Monday, August 28, 2006

Casablanca Layover

There are 5 other Georgetown students that are going to Africa with me and we all had to take the same flight because even though we are paying full Georgetown tuition (twenty something thousand dollars a semester) for a program that should cost half—if that, they are too cheap to pick us up individually. Everyone else wanted to pick Royal Air Maroc because it was the cheapest (well DUH!) so Royal Air Maroc it is! Let me tell you, it's no Lufthansa, believe me. And there was Arabic writing on the outside; I'm kind of morally against flying in an airplane with foreign writing on it, for some reason it just doesn't scream FAA regulation. But at the same time I think that Arabic writing on an airplane is the equivalent of putting a red cross on a van—no one's going to bother you. The cool part, however, was that we got to have a 12 hour layover in Casablanca, Morocco (incidentally Casablanca Int'l is more just a glorified road in the middle of the desert that happens to be big enough for planes to land on). Anyways, they gave us a free ride into the city, paid for three hotel rooms for the day and lunch (we're not exactly sure who "they" were but all I know is I didn't pay a penny, or in this case, a Dirham). Driving into the city we passed by this shanty town/slum. The weird part about it was that even though they were holding their roofs down with rocks, each of the shacks had its own satellite dish. I'm trying to imagine these people deciding between putting humus on the table or buying satellite TV so they can catch late night re-runs of "I Love Lucy"—and then choosing the latter—but clearly priorities are priorities and I'm not going to be the one to judge someone's love for television.

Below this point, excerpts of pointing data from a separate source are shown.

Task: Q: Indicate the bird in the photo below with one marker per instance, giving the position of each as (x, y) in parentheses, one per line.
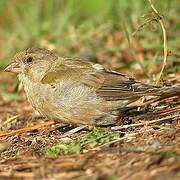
(77, 91)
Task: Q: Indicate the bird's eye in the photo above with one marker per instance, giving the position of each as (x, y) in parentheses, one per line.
(29, 60)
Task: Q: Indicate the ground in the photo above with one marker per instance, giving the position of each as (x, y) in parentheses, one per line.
(144, 144)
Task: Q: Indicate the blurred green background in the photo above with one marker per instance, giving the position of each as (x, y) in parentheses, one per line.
(100, 30)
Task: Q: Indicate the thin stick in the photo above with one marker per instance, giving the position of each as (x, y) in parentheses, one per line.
(168, 118)
(161, 21)
(27, 129)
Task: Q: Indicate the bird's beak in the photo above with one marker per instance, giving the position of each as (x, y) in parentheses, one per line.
(13, 67)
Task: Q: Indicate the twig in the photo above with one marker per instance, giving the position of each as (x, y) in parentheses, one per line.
(167, 118)
(27, 129)
(161, 21)
(115, 141)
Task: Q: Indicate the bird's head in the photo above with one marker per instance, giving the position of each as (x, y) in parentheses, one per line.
(32, 62)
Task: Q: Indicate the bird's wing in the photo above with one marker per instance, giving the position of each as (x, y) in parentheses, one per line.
(116, 86)
(108, 84)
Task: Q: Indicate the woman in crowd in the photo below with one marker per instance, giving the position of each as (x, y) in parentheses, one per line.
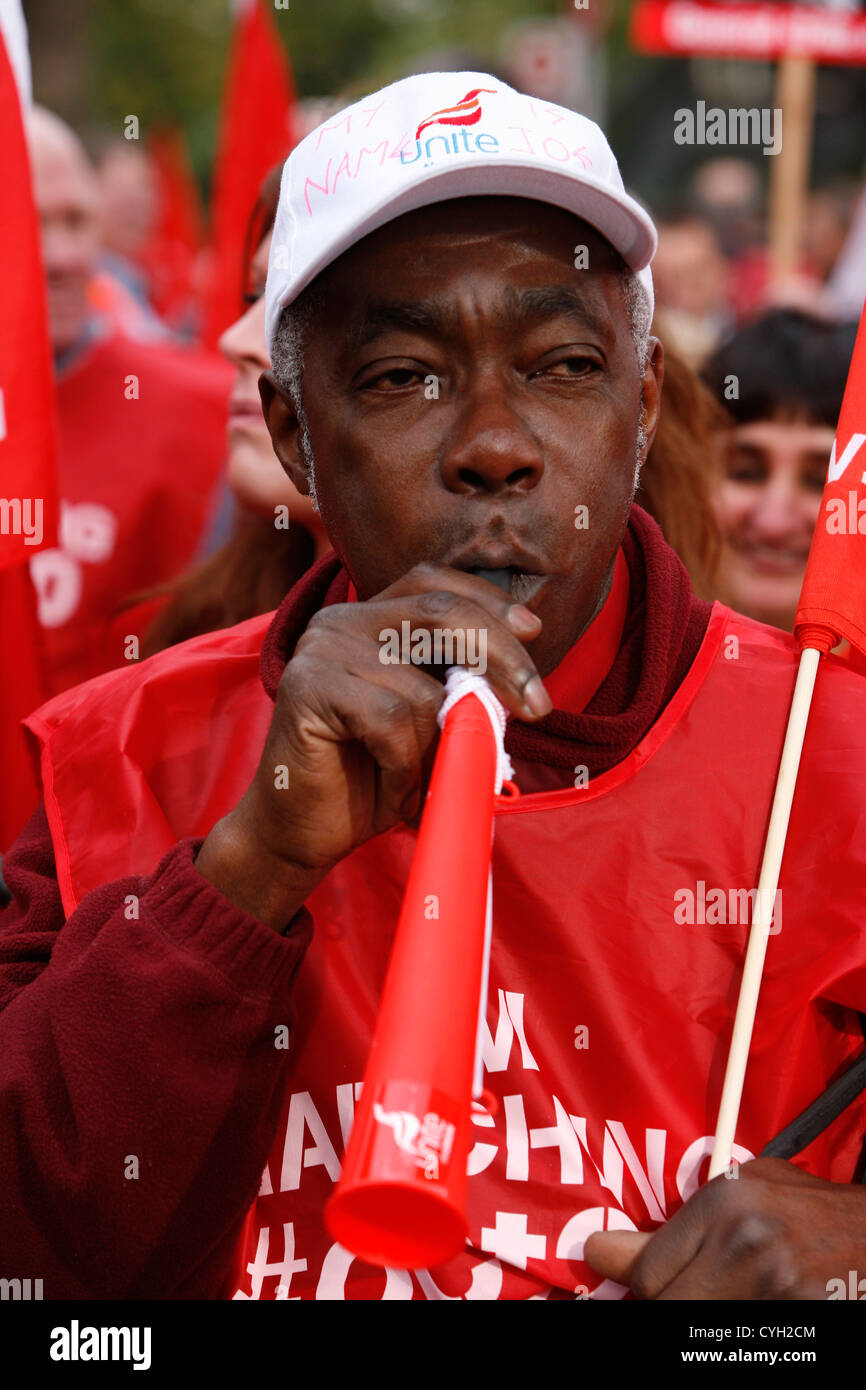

Anyway, Cassablanca is a lot less glamorous than it sounds. We spent an hour walking along the coast trying to find a beach—there were only grimy shipping ports—but instead we found this huge amazing mosque. Yaa da da da blah blah blah it was nice. Mainly I was just hot and grumpy and really confused about where I was—not just geographically but in general, like have you ever opened your eyes and realized you're staring at a Mosque in Morocco while you're halfway between here and there and it's really hot and you've been awake for the last 24 hours (ok clearly you haven't had that exact feeling but you know what I mean, it was just completely random—but that's how this trip seems to be heading, a string of random encounters tied together by awkward language barriers, strange customs and a mosque or seven). Did I mention I was really hot??
In other news, racial segregation still exists in Africa (what?? no!!) or at least that's what we've surmised thus far. On our flight from Morocco to Dakar the six of us were the only white people on the plane, which in and of itself is not evidence of racial inequality. But even though we all had booked our flights at different times, for some reason, they had us all sitting together and we were all in the first two rows of the plane. It was only mildly uncomfortable as we sat there in the front row, forced to subdue to a litany of disapproving mugs as people walked by.
"Don't blame me. Blame Monica at the check-in counter at JFK. She's the one who still subscribes to apartheid."
"Whatever, white boy. I'm surprised to see you decided to take off your pointy white hat for this trip. I'd just ask that you wait until after we get off the plane to burn your wooden cross. Tampering with lavatory smoke detectors is a federal offense, you know." I'm pretty sure Rosa Parks was rolling over in her grave (may she rest in peace).